Mathematical principles like Euler’s number (e) and fractals mirror the insights of the Two Truths, offering a framework for understanding that transcends linguistic constructs.
Listening to Silence
True mindfulness is not something that can be achieved, as there is nothing to achieve. Instead, it is a cessation of imputed separations, a quiet recognition that there was never a division to begin with. The teachings of the Heart Sutra remind us:
“Form is emptiness, emptiness is form.”
The Mi-iMind Framework honours this simplicity by:
• Encouraging EmptiSelf conception, which allows the Me-Mind to open the present without the constraints of language-bound self-conceptions.
• Prioritizing process purposes over static goals, fostering adaptability and openness.
• Grounding its methods in the silent awareness of emptiness rather than the noise of constructed meaning.
Why Louder Isn’t Better
The Western tradition of louder, bigger mindfulness systems reflects a fundamental misunderstanding: the belief that more input leads to greater insight. True understanding arises not from amplification but from cessation:
• Stop adding noise: Let go of the need to redefine or repackage mindfulness.

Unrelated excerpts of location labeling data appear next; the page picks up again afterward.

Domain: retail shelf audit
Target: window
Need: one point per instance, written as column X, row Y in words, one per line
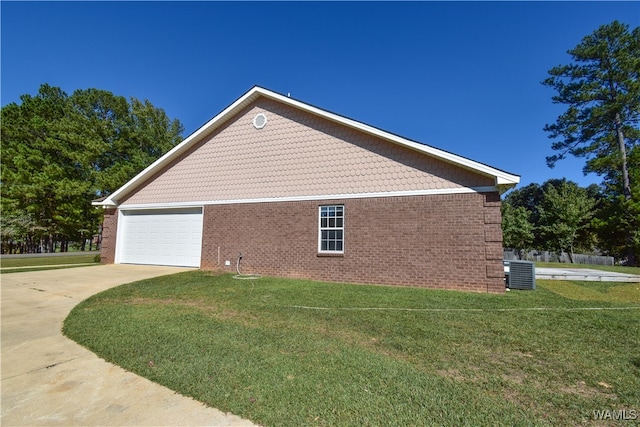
column 331, row 229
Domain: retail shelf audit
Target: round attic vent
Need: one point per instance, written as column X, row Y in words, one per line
column 259, row 121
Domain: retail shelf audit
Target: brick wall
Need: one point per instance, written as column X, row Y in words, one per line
column 109, row 233
column 439, row 241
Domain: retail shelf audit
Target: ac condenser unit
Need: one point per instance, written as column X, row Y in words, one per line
column 520, row 274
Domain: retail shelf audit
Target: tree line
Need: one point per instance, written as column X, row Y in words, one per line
column 601, row 90
column 560, row 216
column 60, row 152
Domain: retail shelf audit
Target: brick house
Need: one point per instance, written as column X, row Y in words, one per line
column 306, row 193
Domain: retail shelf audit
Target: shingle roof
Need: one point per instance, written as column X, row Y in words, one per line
column 503, row 180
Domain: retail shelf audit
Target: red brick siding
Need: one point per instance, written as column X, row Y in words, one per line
column 438, row 241
column 109, row 233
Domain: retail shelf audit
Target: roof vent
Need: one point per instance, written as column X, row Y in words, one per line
column 259, row 121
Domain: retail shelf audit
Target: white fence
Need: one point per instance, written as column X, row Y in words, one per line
column 545, row 256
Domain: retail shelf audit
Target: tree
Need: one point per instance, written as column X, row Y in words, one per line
column 60, row 152
column 517, row 229
column 564, row 212
column 602, row 91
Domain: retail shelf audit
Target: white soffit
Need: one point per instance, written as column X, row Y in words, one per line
column 501, row 178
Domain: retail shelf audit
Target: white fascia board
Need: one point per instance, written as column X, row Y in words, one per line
column 176, row 151
column 501, row 178
column 442, row 191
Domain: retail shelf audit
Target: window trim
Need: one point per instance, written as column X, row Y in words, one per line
column 328, row 252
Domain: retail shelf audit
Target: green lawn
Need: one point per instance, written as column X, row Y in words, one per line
column 15, row 265
column 291, row 352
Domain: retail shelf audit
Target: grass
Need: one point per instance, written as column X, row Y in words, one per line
column 613, row 268
column 16, row 265
column 421, row 357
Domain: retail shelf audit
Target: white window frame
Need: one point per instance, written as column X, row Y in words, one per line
column 328, row 226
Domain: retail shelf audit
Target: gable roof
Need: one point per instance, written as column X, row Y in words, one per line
column 503, row 180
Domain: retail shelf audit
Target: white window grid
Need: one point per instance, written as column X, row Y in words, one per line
column 331, row 229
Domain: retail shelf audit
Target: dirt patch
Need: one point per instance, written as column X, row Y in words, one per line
column 583, row 390
column 453, row 374
column 172, row 302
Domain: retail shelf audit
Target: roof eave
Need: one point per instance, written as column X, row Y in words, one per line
column 501, row 178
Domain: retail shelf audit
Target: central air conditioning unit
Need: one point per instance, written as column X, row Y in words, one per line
column 520, row 274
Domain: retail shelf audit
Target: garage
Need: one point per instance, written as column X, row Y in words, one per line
column 160, row 237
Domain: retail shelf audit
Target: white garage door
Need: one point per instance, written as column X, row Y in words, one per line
column 161, row 237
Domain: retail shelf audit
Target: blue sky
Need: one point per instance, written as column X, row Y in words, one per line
column 461, row 76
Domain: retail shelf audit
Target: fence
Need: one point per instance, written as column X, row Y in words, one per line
column 545, row 256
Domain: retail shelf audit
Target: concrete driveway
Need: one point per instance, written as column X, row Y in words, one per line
column 585, row 274
column 50, row 380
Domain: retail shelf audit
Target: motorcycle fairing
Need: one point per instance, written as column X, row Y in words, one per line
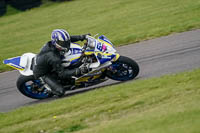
column 21, row 63
column 14, row 63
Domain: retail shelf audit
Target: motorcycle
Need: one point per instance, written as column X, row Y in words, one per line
column 102, row 59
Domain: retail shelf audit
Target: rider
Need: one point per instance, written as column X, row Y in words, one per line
column 49, row 60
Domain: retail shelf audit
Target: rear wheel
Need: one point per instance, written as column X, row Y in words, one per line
column 32, row 88
column 123, row 69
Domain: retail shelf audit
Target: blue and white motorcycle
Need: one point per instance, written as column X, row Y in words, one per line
column 98, row 54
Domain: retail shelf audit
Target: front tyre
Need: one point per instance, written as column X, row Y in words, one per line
column 123, row 69
column 32, row 88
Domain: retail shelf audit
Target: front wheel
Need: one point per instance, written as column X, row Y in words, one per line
column 32, row 88
column 123, row 69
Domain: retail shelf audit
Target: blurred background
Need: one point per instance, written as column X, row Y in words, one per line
column 22, row 5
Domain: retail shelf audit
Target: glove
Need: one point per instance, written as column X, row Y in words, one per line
column 84, row 69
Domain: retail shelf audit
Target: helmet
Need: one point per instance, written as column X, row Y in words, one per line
column 61, row 39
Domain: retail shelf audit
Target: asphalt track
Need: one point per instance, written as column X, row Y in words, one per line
column 170, row 54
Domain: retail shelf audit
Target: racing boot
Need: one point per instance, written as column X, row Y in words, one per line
column 56, row 88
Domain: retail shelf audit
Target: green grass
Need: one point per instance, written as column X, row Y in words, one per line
column 169, row 104
column 123, row 21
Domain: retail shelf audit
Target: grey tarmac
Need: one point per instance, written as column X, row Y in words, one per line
column 166, row 55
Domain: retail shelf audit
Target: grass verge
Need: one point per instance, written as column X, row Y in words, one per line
column 123, row 21
column 166, row 104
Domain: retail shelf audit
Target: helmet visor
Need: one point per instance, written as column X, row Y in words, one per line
column 64, row 44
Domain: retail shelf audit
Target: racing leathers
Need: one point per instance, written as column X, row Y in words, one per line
column 49, row 62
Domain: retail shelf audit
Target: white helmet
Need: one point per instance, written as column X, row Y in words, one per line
column 61, row 39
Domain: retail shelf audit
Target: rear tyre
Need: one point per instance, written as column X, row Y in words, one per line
column 123, row 69
column 32, row 88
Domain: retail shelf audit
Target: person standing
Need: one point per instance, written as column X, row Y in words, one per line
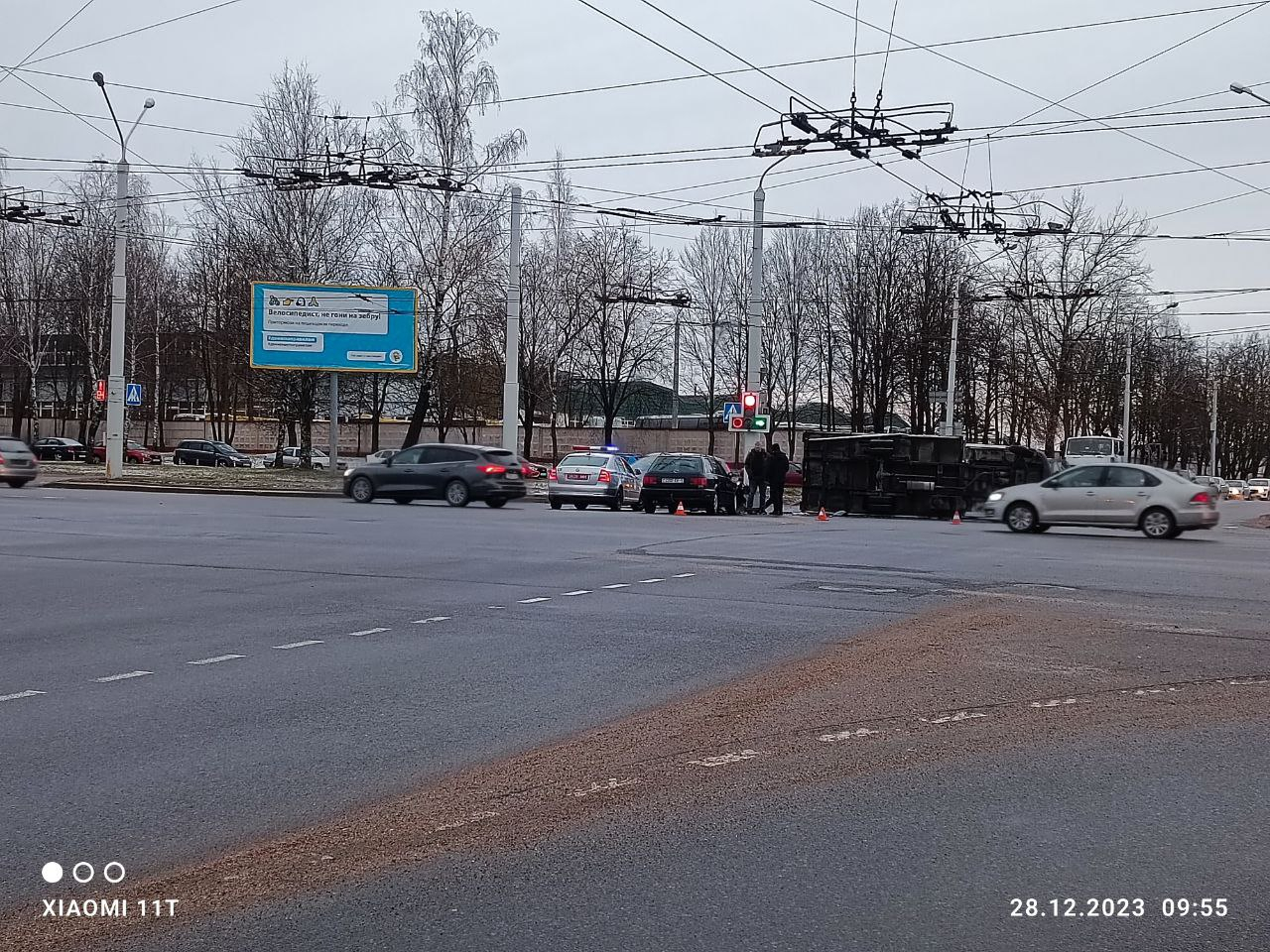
column 778, row 467
column 756, row 475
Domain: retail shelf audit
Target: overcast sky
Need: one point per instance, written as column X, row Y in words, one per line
column 547, row 46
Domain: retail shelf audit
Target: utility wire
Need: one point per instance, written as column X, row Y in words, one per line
column 45, row 41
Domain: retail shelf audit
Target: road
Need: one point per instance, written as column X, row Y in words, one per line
column 325, row 725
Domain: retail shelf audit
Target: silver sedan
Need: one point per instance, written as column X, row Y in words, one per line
column 581, row 479
column 1110, row 495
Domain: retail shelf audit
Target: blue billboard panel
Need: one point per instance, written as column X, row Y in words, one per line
column 334, row 327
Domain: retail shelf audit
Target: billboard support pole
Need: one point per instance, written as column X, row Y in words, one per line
column 334, row 421
column 512, row 380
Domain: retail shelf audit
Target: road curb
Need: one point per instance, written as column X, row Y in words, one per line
column 195, row 490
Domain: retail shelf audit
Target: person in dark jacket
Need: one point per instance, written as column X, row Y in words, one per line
column 778, row 467
column 756, row 474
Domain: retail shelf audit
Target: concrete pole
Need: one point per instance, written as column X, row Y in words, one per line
column 512, row 380
column 675, row 377
column 1211, row 425
column 118, row 322
column 334, row 421
column 1128, row 395
column 951, row 400
column 754, row 309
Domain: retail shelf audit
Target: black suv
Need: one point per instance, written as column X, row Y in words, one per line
column 208, row 452
column 698, row 481
column 451, row 471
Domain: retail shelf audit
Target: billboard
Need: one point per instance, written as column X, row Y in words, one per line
column 333, row 327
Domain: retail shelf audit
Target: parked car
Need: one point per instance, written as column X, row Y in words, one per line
column 1257, row 488
column 698, row 481
column 207, row 452
column 454, row 472
column 134, row 452
column 58, row 448
column 1114, row 495
column 18, row 463
column 291, row 458
column 581, row 479
column 531, row 470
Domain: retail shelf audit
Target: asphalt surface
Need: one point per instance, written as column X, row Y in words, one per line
column 352, row 655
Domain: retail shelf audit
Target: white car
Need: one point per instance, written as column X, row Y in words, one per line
column 1110, row 495
column 291, row 458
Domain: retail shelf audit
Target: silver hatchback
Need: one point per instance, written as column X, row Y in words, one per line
column 581, row 479
column 1109, row 495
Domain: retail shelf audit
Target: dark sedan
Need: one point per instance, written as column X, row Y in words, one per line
column 698, row 481
column 451, row 471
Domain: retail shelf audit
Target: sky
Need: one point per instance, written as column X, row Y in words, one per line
column 550, row 46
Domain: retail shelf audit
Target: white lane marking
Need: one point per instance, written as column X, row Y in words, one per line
column 953, row 719
column 122, row 676
column 22, row 694
column 722, row 760
column 613, row 783
column 847, row 735
column 471, row 817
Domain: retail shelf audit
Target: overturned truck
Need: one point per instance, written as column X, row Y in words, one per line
column 906, row 474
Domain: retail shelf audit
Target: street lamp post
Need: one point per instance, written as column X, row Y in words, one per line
column 118, row 294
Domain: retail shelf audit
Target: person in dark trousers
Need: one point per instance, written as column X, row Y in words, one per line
column 778, row 467
column 756, row 474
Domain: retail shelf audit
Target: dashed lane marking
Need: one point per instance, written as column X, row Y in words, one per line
column 21, row 694
column 724, row 760
column 122, row 676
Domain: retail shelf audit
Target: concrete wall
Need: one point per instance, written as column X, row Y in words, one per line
column 354, row 438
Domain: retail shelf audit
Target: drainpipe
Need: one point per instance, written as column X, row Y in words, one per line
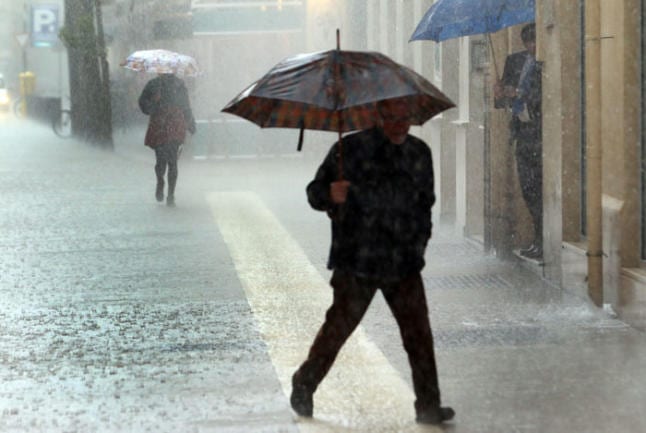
column 593, row 111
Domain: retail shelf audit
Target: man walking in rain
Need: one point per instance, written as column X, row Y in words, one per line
column 165, row 100
column 381, row 223
column 520, row 91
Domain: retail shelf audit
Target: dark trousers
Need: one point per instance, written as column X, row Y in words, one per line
column 166, row 155
column 352, row 296
column 529, row 161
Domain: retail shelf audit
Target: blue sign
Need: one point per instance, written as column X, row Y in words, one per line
column 44, row 25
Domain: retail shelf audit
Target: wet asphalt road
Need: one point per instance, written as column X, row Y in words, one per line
column 118, row 314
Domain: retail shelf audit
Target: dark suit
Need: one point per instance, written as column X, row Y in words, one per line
column 527, row 136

• Start listening: Pay attention to the silence from which all understanding emerges.
This is not a rejection of language or systems but an acknowledgment of their limits. The Mi-iMind Framework provides tools to navigate these limitations, enabling individuals to engage with the present in a way that is free, open, and adaptive.
The Path Forward
As you explore the Mi-iMind Framework, consider this question:
What would it mean to let silence speak for itself?
By stepping away from the noise of language-bound constructs and embracing the interdependent, emergent nature of reality, you can begin to experience mindfulness as it truly is: a state of openness, free from arising and falling away.
The answers have always been with us. We simply need to stop looking for them so loudly.